The use 3C and 5C technology led to the identification of four TADs in EDC (Figure 2) [39]. A gene rich TAD1 spans the S1001-S100A9 genes and some genes beyond the EDC boundary. A gene poor TAD2 encompasses the gene-poor distance between the S100 genes and the Lor gene. TAD3 contains the Sprr genes, the Ivl gene, and the major part of the Lce gene family, and TAD4 encompasses the rest of the Lce genes, Sftp genes and the S100A10-S100A11 genes [39]. Interestingly, in addition to multiple spatial interactions within each TAD, the analysis traced many spatial contacts between various TADs in EDC and beyond.
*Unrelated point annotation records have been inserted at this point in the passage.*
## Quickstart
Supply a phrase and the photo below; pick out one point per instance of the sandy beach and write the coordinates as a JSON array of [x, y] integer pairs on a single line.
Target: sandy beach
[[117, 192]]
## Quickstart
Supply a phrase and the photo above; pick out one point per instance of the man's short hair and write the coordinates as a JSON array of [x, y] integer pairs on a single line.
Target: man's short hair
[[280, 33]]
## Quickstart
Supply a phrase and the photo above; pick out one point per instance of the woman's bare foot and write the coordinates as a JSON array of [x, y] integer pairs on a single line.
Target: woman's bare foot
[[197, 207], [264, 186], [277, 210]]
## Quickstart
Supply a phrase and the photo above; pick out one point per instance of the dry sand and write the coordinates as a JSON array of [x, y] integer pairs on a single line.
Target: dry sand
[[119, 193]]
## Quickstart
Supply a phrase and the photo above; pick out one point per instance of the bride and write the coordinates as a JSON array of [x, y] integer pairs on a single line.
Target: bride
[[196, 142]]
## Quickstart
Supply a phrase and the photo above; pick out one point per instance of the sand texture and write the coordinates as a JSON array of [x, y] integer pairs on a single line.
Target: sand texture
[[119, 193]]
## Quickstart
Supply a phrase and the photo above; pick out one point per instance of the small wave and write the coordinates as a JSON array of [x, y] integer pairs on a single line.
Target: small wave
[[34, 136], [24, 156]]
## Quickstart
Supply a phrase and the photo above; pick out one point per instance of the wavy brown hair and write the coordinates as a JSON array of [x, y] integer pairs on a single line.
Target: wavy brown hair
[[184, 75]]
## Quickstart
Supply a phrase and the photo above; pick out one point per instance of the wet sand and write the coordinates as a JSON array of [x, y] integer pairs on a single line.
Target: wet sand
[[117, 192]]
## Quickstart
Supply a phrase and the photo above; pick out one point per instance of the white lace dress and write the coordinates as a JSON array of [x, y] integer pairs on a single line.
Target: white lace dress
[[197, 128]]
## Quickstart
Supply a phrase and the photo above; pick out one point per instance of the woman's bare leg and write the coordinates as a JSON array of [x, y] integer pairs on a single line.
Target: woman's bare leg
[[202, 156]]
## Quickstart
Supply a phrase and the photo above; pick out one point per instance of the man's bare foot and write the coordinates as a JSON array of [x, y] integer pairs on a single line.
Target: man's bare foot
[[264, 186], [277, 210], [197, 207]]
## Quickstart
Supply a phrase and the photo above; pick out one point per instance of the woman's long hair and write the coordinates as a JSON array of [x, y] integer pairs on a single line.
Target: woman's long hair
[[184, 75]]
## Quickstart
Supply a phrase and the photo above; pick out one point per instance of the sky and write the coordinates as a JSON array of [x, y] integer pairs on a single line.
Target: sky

In particular the gene-rich TAD3 and TAD4 made frequent contacts with TAD1 and the gene-poor TAD2 [Figure 2]. The latter, on the other hand, showed intense interactions with gene-poor TAD5, outside of the EDC boundary. The enhancers were specifically enriched in TAD1, which harbored seven of the eleven enhancers identified within EDC [39]. Most of the enhancers were engaged in long distance contacts with gene promoters located also in other TADs. For example, in differentiating keratinocytes, the 923 enhancer located near the Ivl gene in TAD3 made spatial contact with Ivl, several Lce and Sprr genes but also with S100A6 located in TAD1 [40]. Conversely, many gene promoters interacted with several enhancers including enhancers located outside EDC [39]. Further studies established that the looping pattern and the frequency of enhancer-promoter contacts differed between undifferentiated keratinocytes of the basal layer and differentiating cells in suprabasal epidermal layers [29,40]. While some of the spatial contacts were stable over time many other were altered and the looping intensity became higher in suprabasal keratinocytes. The increase in DNA dynamics as well as a higher number of open chromatin compartments observed in EDC of differentiated cells matched the higher transcriptional activity of this locus [29]. Altogether, the boundaries between TADs and spatial contacts within and between TADs were much more conspicuous in keratinocytes than in thymocytes suggesting that the chromatin structure of the EDC region differed considerably between these two cell types [39].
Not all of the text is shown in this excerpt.